More than half of Americans are worried about running out of money when they retire, yet a staggering 80 percent don’t have the knowledge they need to successfully build a nest egg, according to The American College 2014 Retirement Income Survey. Yet by changing just five basic behaviors, Americans can improve their saving habits – and their financial security throughout retirement.

  1. Underestimating life expectancy

A study by the Society of Actuaries found that more than half of Americans underestimate how long they’ll live – and how long their savings will need to last. Better health care and increased life expectancy mean you may live 20 years, 30 or even longer. This means it’s not only important to save for retirement, but to understand how to make your savings last throughout your lifetime.

  1. Procrastinating 

When you’re wrestling with everyday financial commitments, it can be tempting to put off. In fact, 53 percent of workers polled by the Employee Benefit Research Institute cite cost of living and day-to-day expenses as the top reasons why they don’t save for retirement. Yet starting early with just nominal monthly contributions can help build your nest egg.

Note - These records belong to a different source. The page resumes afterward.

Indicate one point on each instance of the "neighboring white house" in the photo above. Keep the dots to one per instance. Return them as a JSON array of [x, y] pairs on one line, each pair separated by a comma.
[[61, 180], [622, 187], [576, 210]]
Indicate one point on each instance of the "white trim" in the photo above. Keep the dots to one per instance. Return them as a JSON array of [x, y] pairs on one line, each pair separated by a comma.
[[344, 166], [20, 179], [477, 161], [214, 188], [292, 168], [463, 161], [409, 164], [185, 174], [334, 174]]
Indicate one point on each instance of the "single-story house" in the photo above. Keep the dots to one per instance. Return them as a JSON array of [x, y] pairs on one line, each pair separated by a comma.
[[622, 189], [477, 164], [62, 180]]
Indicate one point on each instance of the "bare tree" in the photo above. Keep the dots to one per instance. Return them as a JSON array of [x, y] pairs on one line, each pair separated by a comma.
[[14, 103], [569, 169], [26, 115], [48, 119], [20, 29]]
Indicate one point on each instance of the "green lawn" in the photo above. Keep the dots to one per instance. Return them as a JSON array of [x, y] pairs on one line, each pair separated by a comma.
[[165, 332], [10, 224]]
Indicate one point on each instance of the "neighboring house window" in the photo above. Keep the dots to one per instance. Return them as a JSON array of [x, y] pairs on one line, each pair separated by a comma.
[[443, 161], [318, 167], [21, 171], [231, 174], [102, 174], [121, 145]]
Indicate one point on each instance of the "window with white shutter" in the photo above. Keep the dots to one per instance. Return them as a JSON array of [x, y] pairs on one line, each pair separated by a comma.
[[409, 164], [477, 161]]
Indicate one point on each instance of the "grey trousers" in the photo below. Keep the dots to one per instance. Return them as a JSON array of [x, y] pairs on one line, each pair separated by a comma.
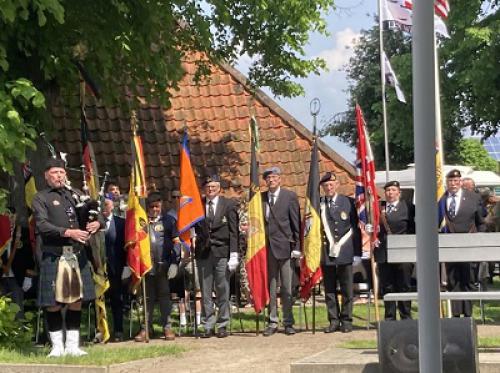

  1. Failing to expect – and prepare for – the worst

Job loss, illness, accident, the death of a spouse – many things can impact your ability to save. While it’s human nature to hope nothing bad will happen, it’s important to be realistic when planning for retirement. Hope for the best, but plan for the unexpected.

  1. Following others

Human beings are very social; if you see other people doing something, you want to follow. But sometimes “following the pack” in financial decisions can get you in trouble. Resist the temptation to “keep up with the Joneses.” Buy what you can afford. Staying on track for retirement often means resisting peer pressure.

  1. Impulse buying 

Human brains are hard-wired to live in the moment. An “I want it now” approach could lead you to have trouble putting money away for tomorrow. An occasional splurge may be OK, but don’t get yourself into a spot where you think you have to tap into your retirement savings to fund impulse purchases. Dipping into your retirement savings can be devastating to your long-term financial goals.